Data were collected using an Amnis ImageStreamX Mark II (ISX, EMD Millipore, Seattle, WA, USA) multi-spectral imaging flow cytometer using the INSPIRE acquisition software (Luminex, Seattle, WA, USA). Images were acquired using a single-camera system with brightfield illumination and three excitation lasers (488, 642 and 785 nm), with 60 × magnification on low flow rate/high sensitivity. The laser power was set on the raw maximum pixel values of the samples to ensure sufficient fluorescence signals were recorded without saturation. The laser powers were maintained at equivalent levels throughout the experiments using the calibration process. Brightfield was collected in channel 1, darkfield (side scatter) was collected in channel 6, AnnV-APC was collected in channel 5, and the fluorescence of other targets was detected in the relevant channels: FITC-conjugated markers (CD61, PAC1, CD62P) were collected in channel 2, while PE-conjugated markers (CD42b and GPVI) and TMRE were collected in channel 3. Speed beads were used during the start-up and sample acquisition processes to set the detection thresholds for optimised and consistent instrument performance. Single-stained controls were used to calculate compensation matrices, and relevant fluorescence minus one (FMO) and biological comparison controls were used to discriminate the negative and positive gates for each fluorescent marker. For collection, platelets were defined based on area vs aspect ratio intensity, and a target of 7500 platelet events were collected for each sample.

Captured images were analysed and optimised (fluorescent gradient RMS, 42–79) using Image Data Exploration and Analysis Software (IDEAS; Luminex, Seattle, WA, USA). The gating strategy used for analysis was based on previously published literature28,38. Platelets and EVs were identified based on CD61 positivity. Density plots of area (brightfield; in pixels) versus aspect ratio intensity (brightfield) were then used to identify and gate platelet and EV populations. Platelets were defined as events with an aspect ratio of 0.55–1.026 and an area of 12.57–50 µm2. EVs were defined as events with an aspect ratio intensity of less than 1.026 and an area of less than 12.57 µm2. Irregularly-shaped objects with an aspect ratio intensity < 0.55, and an area > 12.57 μm2, including platelet doublets, small aggregates and other debris were excluded from the analysis (ungated; Fig. 1). Platelets were examined according to marker fluorescence intensity, as well as features in the size, shape and texture categories. Area and circularity measurements were based on a custom mask (combining masks of brightfield (adaptive erosion coefficient, 80) and channel 02, 03 and 05), while bright detail intensity was based on darkfield. Platelets containing spots of high-fluorescence were detected using the spot count feature. A “truth population” of least 20 platelets containing AnnV+ spots were manually identified, to allow the software to subsequently enumerate this population in an automated manner.

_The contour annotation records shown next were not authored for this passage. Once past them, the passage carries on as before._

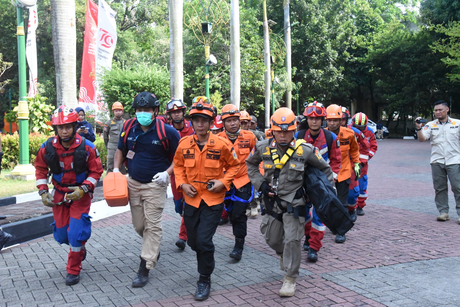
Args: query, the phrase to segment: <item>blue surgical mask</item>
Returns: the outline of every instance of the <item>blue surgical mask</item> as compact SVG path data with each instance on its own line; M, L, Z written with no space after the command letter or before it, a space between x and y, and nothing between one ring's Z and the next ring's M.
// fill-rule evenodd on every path
M152 119L152 113L149 112L138 112L136 114L136 117L138 119L138 121L143 126L147 126L152 123L153 120Z

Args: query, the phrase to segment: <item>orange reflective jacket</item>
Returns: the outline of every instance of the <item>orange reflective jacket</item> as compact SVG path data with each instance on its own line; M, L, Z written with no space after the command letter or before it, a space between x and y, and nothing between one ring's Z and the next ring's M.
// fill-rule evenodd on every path
M240 168L240 160L231 143L226 139L209 133L207 143L200 151L196 140L196 135L184 136L179 141L174 157L174 173L178 191L183 192L180 186L188 183L193 186L197 193L190 198L184 194L185 202L198 208L201 199L208 206L224 202L225 191ZM224 168L226 172L224 174ZM206 185L194 180L209 182L211 179L220 181L226 188L217 193L208 191Z
M337 181L341 182L351 176L351 170L355 167L351 163L359 163L359 146L355 137L355 132L351 129L340 127L337 137L340 140L342 153L342 163Z
M223 131L217 135L228 139L228 136L224 131ZM230 140L229 142L231 142ZM246 167L246 159L249 156L249 153L254 148L257 142L257 140L253 133L250 131L242 129L240 131L240 135L233 143L233 148L236 152L236 155L241 163L240 170L233 179L233 185L237 189L249 182L249 178L247 176L247 168Z

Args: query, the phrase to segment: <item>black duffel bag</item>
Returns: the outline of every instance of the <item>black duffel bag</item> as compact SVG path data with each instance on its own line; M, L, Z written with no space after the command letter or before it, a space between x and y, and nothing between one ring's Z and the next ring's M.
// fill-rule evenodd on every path
M327 176L316 167L309 165L305 171L304 188L307 197L315 206L316 215L334 234L343 236L354 223L337 198Z

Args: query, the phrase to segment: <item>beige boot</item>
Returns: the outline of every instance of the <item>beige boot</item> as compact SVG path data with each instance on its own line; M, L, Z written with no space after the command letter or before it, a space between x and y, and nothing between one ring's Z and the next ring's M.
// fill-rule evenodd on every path
M443 212L436 218L438 221L448 221L450 219L449 218L449 215L446 212Z
M280 289L280 296L292 296L295 292L295 277L284 275L283 286Z

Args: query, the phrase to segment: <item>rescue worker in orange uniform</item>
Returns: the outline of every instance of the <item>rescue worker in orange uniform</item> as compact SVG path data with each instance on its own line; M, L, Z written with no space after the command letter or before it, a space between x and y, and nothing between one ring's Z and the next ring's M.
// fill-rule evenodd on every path
M236 260L241 259L243 253L244 239L247 234L246 208L254 195L254 188L247 177L246 160L257 142L253 133L240 128L240 110L235 105L224 106L220 118L224 123L224 130L217 135L233 144L241 163L224 202L235 236L235 246L229 256Z
M350 119L350 112L345 107L342 107L342 119L340 120L340 125L351 129L355 131L355 137L359 145L359 162L360 167L362 168L363 163L367 162L364 159L366 156L363 155L369 151L369 141L366 138L364 135L356 128L348 125L348 119ZM351 163L353 163L352 162ZM361 176L362 176L362 169ZM348 198L347 203L348 204L348 213L350 214L351 220L354 222L356 221L356 209L357 207L356 202L358 196L359 195L359 178L355 176L354 170L351 170L351 177L350 179L351 182L350 184L348 189Z
M51 124L56 136L42 144L35 159L39 194L45 205L53 208L53 233L59 244L70 246L65 284L80 280L85 244L91 235L88 215L92 192L104 172L96 146L77 133L78 114L64 105L54 110ZM48 189L52 176L53 189Z
M340 140L340 151L342 153L342 163L335 182L337 197L345 208L348 208L347 201L348 189L351 182L352 170L354 171L355 176L358 177L360 173L359 165L359 147L355 137L353 130L340 126L342 119L342 107L336 104L331 104L326 109L326 121L328 130L337 135ZM353 166L350 163L350 159ZM346 239L344 235L337 234L335 242L343 243Z
M299 131L297 137L303 139L319 150L323 159L329 163L334 179L336 180L340 170L342 154L337 136L321 128L326 117L326 108L322 103L315 101L307 106L303 114L306 117L309 128ZM316 215L314 207L310 216L305 224L304 250L308 251L307 259L315 262L318 260L318 252L322 247L321 241L324 237L326 226Z
M204 301L211 293L215 266L213 237L220 221L225 192L240 164L231 143L209 132L216 114L207 98L200 96L194 102L189 114L195 134L179 142L174 173L178 191L184 195L187 244L196 253L200 278L195 299Z
M185 111L187 111L187 106L181 99L176 99L173 97L171 100L166 104L165 109L165 115L167 118L168 121L171 121L171 125L176 128L179 133L181 138L187 136L191 136L195 131L192 128L190 122L184 118ZM184 210L184 195L177 191L176 188L175 176L174 174L170 177L171 182L171 190L172 192L172 199L174 199L174 209L176 212L183 216L182 221L180 223L180 230L179 231L179 239L176 241L176 246L181 250L185 248L185 244L187 242L187 230L185 225L184 223L184 217L182 212Z
M361 131L369 141L368 151L363 151L360 155L366 160L363 164L362 163L361 177L359 178L359 195L356 204L356 214L358 216L364 215L364 210L362 209L366 205L366 199L368 198L368 162L375 153L377 152L377 140L372 131L368 127L368 117L362 113L356 113L351 119L353 126Z

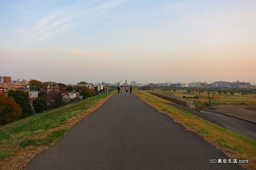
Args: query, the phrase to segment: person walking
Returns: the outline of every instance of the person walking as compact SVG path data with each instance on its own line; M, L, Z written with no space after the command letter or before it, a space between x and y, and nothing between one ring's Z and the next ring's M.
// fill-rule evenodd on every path
M118 94L119 93L120 90L120 86L117 86L117 92L118 92Z

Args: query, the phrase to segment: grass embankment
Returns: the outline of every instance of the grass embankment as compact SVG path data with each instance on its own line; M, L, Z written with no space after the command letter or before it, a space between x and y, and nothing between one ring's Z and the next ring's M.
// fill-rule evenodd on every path
M256 140L165 104L165 102L168 102L147 92L134 90L134 93L160 112L168 114L175 121L203 137L205 140L222 150L230 158L238 160L248 160L248 164L241 164L243 167L256 169Z
M0 169L21 168L116 92L113 90L0 126Z

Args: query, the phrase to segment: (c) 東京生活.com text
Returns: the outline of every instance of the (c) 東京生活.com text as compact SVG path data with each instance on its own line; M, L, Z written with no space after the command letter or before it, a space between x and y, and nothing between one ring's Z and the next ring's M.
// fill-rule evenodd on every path
M210 159L210 164L248 164L248 160L238 160L237 159Z

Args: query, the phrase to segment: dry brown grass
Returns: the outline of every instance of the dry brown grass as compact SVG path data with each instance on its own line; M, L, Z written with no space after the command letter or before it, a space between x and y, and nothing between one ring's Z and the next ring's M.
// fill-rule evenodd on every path
M248 169L256 169L256 141L237 134L189 113L164 103L170 102L142 91L134 90L141 99L168 114L187 129L202 136L207 141L222 150L231 159L248 160L248 164L240 165Z
M45 138L47 135L51 133L56 131L60 129L69 130L73 126L75 126L77 123L79 122L84 118L85 116L96 110L98 108L100 107L104 103L107 101L112 95L114 94L116 92L113 91L109 92L110 95L107 97L104 98L103 99L96 103L90 108L84 110L82 113L78 114L75 117L73 117L69 119L66 124L62 125L59 127L50 129L43 133L38 134L30 136L29 139L37 139L38 138ZM26 122L29 120L29 118L26 120ZM22 123L25 124L25 122ZM9 127L10 126L7 126ZM6 128L6 127L5 127ZM54 144L55 141L51 144L51 145ZM5 159L3 161L0 162L0 169L5 170L20 170L22 167L24 167L28 163L29 160L33 157L40 154L42 150L47 149L48 148L48 146L40 146L36 147L34 146L29 145L24 148L21 148L17 146L15 148L16 152L13 155ZM6 149L6 148L5 148Z

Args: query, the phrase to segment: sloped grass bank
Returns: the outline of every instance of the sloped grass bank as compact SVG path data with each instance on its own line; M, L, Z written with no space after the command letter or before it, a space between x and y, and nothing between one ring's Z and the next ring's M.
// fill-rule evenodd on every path
M249 160L249 163L240 164L242 167L248 169L256 169L256 140L165 104L165 103L168 102L148 93L138 90L134 90L133 92L140 99L160 112L168 114L175 121L195 132L205 140L223 150L231 159Z
M0 169L21 168L116 92L113 90L0 126Z

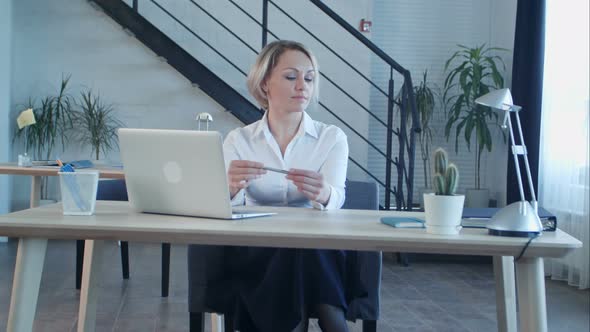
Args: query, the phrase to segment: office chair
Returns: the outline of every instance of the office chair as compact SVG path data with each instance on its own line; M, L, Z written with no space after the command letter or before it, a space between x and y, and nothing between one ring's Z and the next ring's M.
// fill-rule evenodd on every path
M96 199L102 201L127 201L125 180L100 180ZM82 285L84 240L76 241L76 289ZM121 241L121 268L123 279L129 279L129 243ZM162 243L162 297L168 297L170 280L170 243Z
M373 182L347 181L346 201L343 209L379 209L379 187ZM231 255L231 247L189 245L188 247L188 304L190 331L205 330L205 313L224 315L225 331L234 331L233 309L236 298L227 288L224 277L227 276L225 257ZM381 288L381 252L356 251L353 256L354 269L359 274L358 280L367 297L353 299L349 304L346 318L350 321L361 319L363 332L375 332L379 319L379 302ZM204 303L205 294L215 294L215 308ZM313 318L314 315L312 314Z

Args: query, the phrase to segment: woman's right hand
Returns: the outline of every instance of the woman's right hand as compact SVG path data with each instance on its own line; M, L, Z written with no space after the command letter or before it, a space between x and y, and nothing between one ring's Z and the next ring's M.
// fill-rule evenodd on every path
M260 178L262 174L266 174L266 170L262 169L263 166L263 163L256 161L232 160L227 170L231 198L240 190L248 187L250 181Z

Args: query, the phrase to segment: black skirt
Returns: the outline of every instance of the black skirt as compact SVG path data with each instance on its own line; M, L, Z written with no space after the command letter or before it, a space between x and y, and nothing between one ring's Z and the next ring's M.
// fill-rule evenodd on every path
M242 332L291 331L317 304L340 307L366 296L349 277L356 255L342 250L234 247L225 262ZM229 285L228 285L229 286ZM213 299L212 299L213 300Z

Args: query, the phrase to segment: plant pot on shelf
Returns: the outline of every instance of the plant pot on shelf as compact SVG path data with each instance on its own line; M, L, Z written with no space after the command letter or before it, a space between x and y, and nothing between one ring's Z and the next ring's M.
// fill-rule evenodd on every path
M455 235L461 230L464 195L424 194L426 232Z
M485 208L490 205L489 189L467 189L465 191L465 207Z
M424 195L425 194L432 194L434 190L432 188L420 187L418 188L418 203L420 204L420 208L424 210Z

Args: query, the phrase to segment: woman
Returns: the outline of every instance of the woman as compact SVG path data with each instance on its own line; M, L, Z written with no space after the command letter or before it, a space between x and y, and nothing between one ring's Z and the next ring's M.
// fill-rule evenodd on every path
M305 113L318 79L315 57L300 43L276 41L261 51L248 89L266 112L224 142L234 205L342 206L346 135ZM236 256L241 331L305 331L309 312L324 331L347 331L344 251L239 248Z

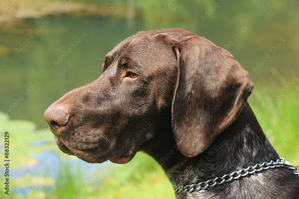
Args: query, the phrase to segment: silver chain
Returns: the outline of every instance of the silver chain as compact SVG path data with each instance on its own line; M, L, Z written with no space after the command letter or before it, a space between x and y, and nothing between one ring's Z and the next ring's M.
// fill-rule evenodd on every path
M271 160L269 163L263 162L261 164L258 163L254 166L249 166L247 169L241 169L239 171L233 171L230 174L225 174L222 177L217 177L214 179L201 182L197 184L186 185L181 188L174 186L173 189L175 192L177 192L178 193L184 193L186 192L190 193L198 191L201 189L205 189L208 187L212 187L216 184L221 184L225 182L230 182L233 180L239 179L241 177L245 176L248 174L253 174L262 170L266 170L285 165L290 166L289 168L293 170L293 172L295 174L298 174L299 176L299 166L292 164L285 160L284 158L281 158L280 159L277 159L276 162ZM257 168L258 168L257 169Z

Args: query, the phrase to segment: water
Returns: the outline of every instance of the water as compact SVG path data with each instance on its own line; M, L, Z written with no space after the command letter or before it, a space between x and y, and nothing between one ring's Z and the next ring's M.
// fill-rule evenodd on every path
M121 18L60 16L28 19L13 27L0 27L0 111L10 108L12 110L8 113L12 118L29 119L38 127L44 125L43 114L49 105L67 92L98 77L105 54L143 27L147 30L184 28L228 49L249 71L254 83L262 79L269 84L277 82L271 67L287 81L299 73L299 13L296 9L299 6L289 1L294 4L277 2L277 10L273 7L266 13L261 3L260 7L239 3L238 8L224 2L204 21L202 16L209 10L208 6L196 5L196 5L187 4L190 12L178 11L178 16L183 17L179 19L174 15L173 10L178 5L174 3L166 11L159 4L158 10L143 13L131 26ZM163 11L161 16L165 19L155 16L157 10ZM82 33L88 35L80 41ZM280 45L283 38L287 41ZM81 43L74 43L78 39ZM24 44L26 41L30 43ZM20 44L27 46L17 52ZM274 50L273 47L279 48ZM71 52L68 52L68 49ZM268 54L271 57L267 58ZM64 59L55 66L54 61L61 61L59 57ZM258 70L253 69L266 59Z
M227 49L249 72L254 83L262 82L273 89L299 74L296 1L277 1L265 11L262 6L266 2L258 1L172 1L167 6L161 1L149 2L136 1L136 16L130 24L120 17L62 15L0 27L0 111L7 112L12 119L36 124L29 125L31 130L24 132L24 123L10 123L19 126L12 130L22 136L14 140L17 147L37 133L33 128L42 132L25 154L15 152L15 159L22 160L10 170L12 177L44 174L55 178L62 154L47 130L44 112L67 92L98 77L105 55L141 29L182 28L204 36ZM216 3L220 5L211 11ZM254 67L257 66L256 70ZM0 131L4 130L1 119ZM71 158L66 161L73 165L72 172L79 165L86 179L100 167L111 165L100 166ZM20 186L14 191L25 195L28 188Z

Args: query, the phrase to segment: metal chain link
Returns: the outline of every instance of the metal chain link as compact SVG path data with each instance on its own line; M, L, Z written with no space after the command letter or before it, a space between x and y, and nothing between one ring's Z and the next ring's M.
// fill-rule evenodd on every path
M198 191L201 189L205 189L208 187L212 187L216 184L221 184L225 182L230 182L233 180L239 179L241 177L245 176L248 174L253 174L262 170L266 170L285 165L290 166L289 168L294 170L293 172L295 174L298 174L299 176L299 166L292 164L285 160L284 158L281 158L280 159L277 159L276 162L271 160L269 163L263 162L261 164L258 163L254 166L249 166L246 169L241 169L239 171L235 171L230 174L225 174L222 177L217 177L214 179L201 182L198 184L190 184L181 188L173 186L173 189L175 192L177 192L178 193L184 193L186 192L190 193ZM257 168L258 168L257 169Z

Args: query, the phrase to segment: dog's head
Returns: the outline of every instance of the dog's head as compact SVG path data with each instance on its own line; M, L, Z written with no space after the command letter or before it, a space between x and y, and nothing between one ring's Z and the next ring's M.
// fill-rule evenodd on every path
M233 121L253 88L231 55L204 38L140 32L108 53L98 78L44 116L60 149L89 162L127 162L165 127L191 157Z

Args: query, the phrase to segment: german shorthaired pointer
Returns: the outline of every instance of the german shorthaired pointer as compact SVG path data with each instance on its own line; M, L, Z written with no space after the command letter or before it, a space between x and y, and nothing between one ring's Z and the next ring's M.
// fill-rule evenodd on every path
M177 198L299 198L297 168L267 139L247 102L253 84L228 51L164 30L126 39L104 62L45 113L63 152L123 164L142 151Z

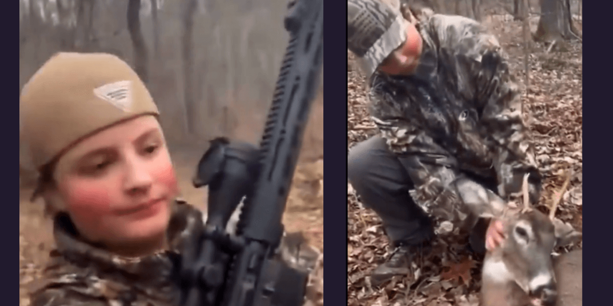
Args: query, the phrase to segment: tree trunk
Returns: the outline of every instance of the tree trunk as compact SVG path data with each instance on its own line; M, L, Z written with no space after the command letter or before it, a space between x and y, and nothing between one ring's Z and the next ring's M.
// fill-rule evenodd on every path
M527 15L527 9L524 0L513 0L513 19L524 20L524 17Z
M570 0L541 0L541 18L535 40L553 42L579 38L573 24Z
M481 21L481 12L479 5L481 4L480 0L471 0L471 7L473 9L473 16L475 20Z
M153 53L156 59L159 59L159 23L158 20L158 0L151 1L151 19L153 21Z
M193 65L194 59L192 52L192 32L194 28L194 12L196 10L197 0L188 0L185 4L183 13L183 94L185 101L186 120L188 133L194 134L197 129L196 122L198 118L196 101L194 99Z
M128 29L130 32L130 39L134 49L134 70L145 84L149 80L149 72L147 67L148 54L145 38L140 29L140 0L128 0Z

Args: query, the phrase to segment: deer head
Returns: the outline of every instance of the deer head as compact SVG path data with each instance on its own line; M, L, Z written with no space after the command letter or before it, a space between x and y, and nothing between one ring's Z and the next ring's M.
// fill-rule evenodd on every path
M505 241L488 252L482 271L482 306L555 305L557 284L551 253L558 245L578 241L579 233L554 217L567 179L549 215L535 209L524 177L524 204L509 203L503 214Z

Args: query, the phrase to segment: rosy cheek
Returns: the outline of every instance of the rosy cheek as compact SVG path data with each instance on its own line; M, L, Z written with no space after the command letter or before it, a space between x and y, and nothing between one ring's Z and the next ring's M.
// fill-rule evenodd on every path
M162 185L173 196L178 191L177 183L177 176L175 169L172 166L170 158L160 159L153 167L154 170L152 173L155 181Z
M111 213L110 196L104 184L75 184L67 195L68 210L82 225L99 225L102 218Z

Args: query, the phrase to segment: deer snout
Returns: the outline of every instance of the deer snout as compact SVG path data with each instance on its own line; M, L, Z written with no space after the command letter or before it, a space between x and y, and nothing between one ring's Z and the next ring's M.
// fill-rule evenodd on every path
M558 297L555 283L550 282L547 284L538 286L534 289L531 289L530 296L539 302L537 305L554 306Z

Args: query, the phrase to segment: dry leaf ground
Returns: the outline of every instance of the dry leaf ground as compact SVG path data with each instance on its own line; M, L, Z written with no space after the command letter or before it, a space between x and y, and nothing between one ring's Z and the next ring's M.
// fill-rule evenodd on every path
M533 32L537 22L531 20ZM545 177L539 208L549 211L544 204L552 203L554 193L562 185L562 173L571 170L574 174L556 215L581 230L582 47L579 42L564 43L547 54L544 46L533 43L527 96L520 22L513 21L509 15L499 15L487 17L484 23L498 35L509 54L512 71L524 85L525 119ZM577 25L581 28L580 22ZM348 149L376 134L376 130L368 117L364 78L349 52L348 61ZM362 207L350 184L347 206L348 305L478 305L481 260L471 257L465 248L466 241L451 237L437 237L432 255L414 264L411 275L396 277L383 288L373 288L368 274L387 256L388 242L379 219ZM572 248L581 248L582 244Z

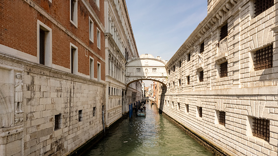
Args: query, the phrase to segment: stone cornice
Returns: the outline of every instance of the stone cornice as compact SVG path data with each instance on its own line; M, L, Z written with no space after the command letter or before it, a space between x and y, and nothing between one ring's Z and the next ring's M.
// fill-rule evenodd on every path
M105 28L104 27L104 25L101 22L101 20L97 15L97 14L96 14L96 12L94 11L92 9L92 8L91 8L91 6L89 3L88 1L85 1L85 0L82 0L82 2L83 2L83 4L85 5L86 8L87 8L87 10L89 11L90 15L92 16L94 19L96 20L97 22L97 23L98 25L100 26L101 29L102 31L104 32L105 32Z
M43 9L42 9L40 6L39 6L38 4L34 2L34 1L33 1L32 0L23 0L23 1L26 3L27 3L28 5L29 5L29 6L33 7L37 12L38 12L43 16L45 17L45 18L47 19L47 20L49 20L54 25L56 25L58 28L59 28L61 30L63 31L64 33L67 34L69 36L71 37L76 42L77 42L79 44L80 44L82 46L85 47L85 48L86 48L91 53L92 53L94 55L97 56L101 60L102 60L104 62L105 62L105 60L101 56L100 56L100 55L98 54L97 53L94 52L90 47L89 47L89 46L86 45L86 44L85 44L82 41L81 41L77 37L74 35L74 34L71 33L66 28L64 27L60 22L56 20L53 17L52 17L50 15L49 15L49 14L48 14L44 10L43 10Z
M122 54L122 53L121 52L121 50L120 50L120 48L119 48L119 47L118 47L118 45L117 45L117 44L115 42L113 38L112 37L112 35L111 35L111 34L110 34L110 33L105 33L104 35L105 35L105 37L106 38L108 39L108 41L112 45L113 45L115 47L116 47L116 48L117 49L116 51L117 51L117 52L118 53L118 55L119 56L120 56L120 57L122 58L122 59L123 60L124 60L124 64L126 64L126 58L125 58L125 57L124 56L123 54Z
M237 12L233 10L236 6L235 8L237 7L239 9L239 0L220 0L171 58L166 64L166 68L169 68L183 55L183 53L194 46L196 42L200 41L200 38L203 39L207 36L206 33L211 31L211 30L214 26L216 24L221 25L223 22L221 20L226 14L230 16L236 14ZM207 36L206 37L210 35Z

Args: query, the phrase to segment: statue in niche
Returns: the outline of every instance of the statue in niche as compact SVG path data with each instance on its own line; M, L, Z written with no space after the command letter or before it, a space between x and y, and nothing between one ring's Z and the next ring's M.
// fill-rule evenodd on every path
M23 82L22 79L22 75L20 73L16 74L16 80L15 81L15 112L16 113L22 113L23 111L21 110L21 105L23 101L22 95L22 87Z

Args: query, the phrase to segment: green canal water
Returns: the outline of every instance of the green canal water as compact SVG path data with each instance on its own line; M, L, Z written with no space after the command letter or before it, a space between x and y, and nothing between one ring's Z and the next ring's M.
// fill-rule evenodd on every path
M146 116L124 119L84 155L214 155L146 104Z

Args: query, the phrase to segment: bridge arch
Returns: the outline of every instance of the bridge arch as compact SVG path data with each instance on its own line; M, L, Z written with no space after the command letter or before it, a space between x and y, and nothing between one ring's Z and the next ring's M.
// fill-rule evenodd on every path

Co-existing features were used to classify the platelet subpopulations. To do this, the AnnV or AnnV+ populations were identified, and then the proportion of platelets with each triple fluorescence profile was analysed. The expression of surface receptors and activation markers in the fresh and stimulated groups were then aligned with the anticipated phenotypes, as reported in the existing literature23,25,26,28,31,39, to classify into the most likely platelet subpopulation(s).

Statistical analysis

The data were analysed using GraphPad Prism 9.4.1 (GraphPad Software Inc.; La Jolla, CA, USA) and results are expressed as mean ± standard deviation (SD). Repeated measures one-way analysis of variance (ANOVA) and post-hoc Bonferroni multiple comparisons test or paired two-sided t-tests were used to assess differences between the groups, as appropriate. A p-value of less than 0.05 was considered to be significant.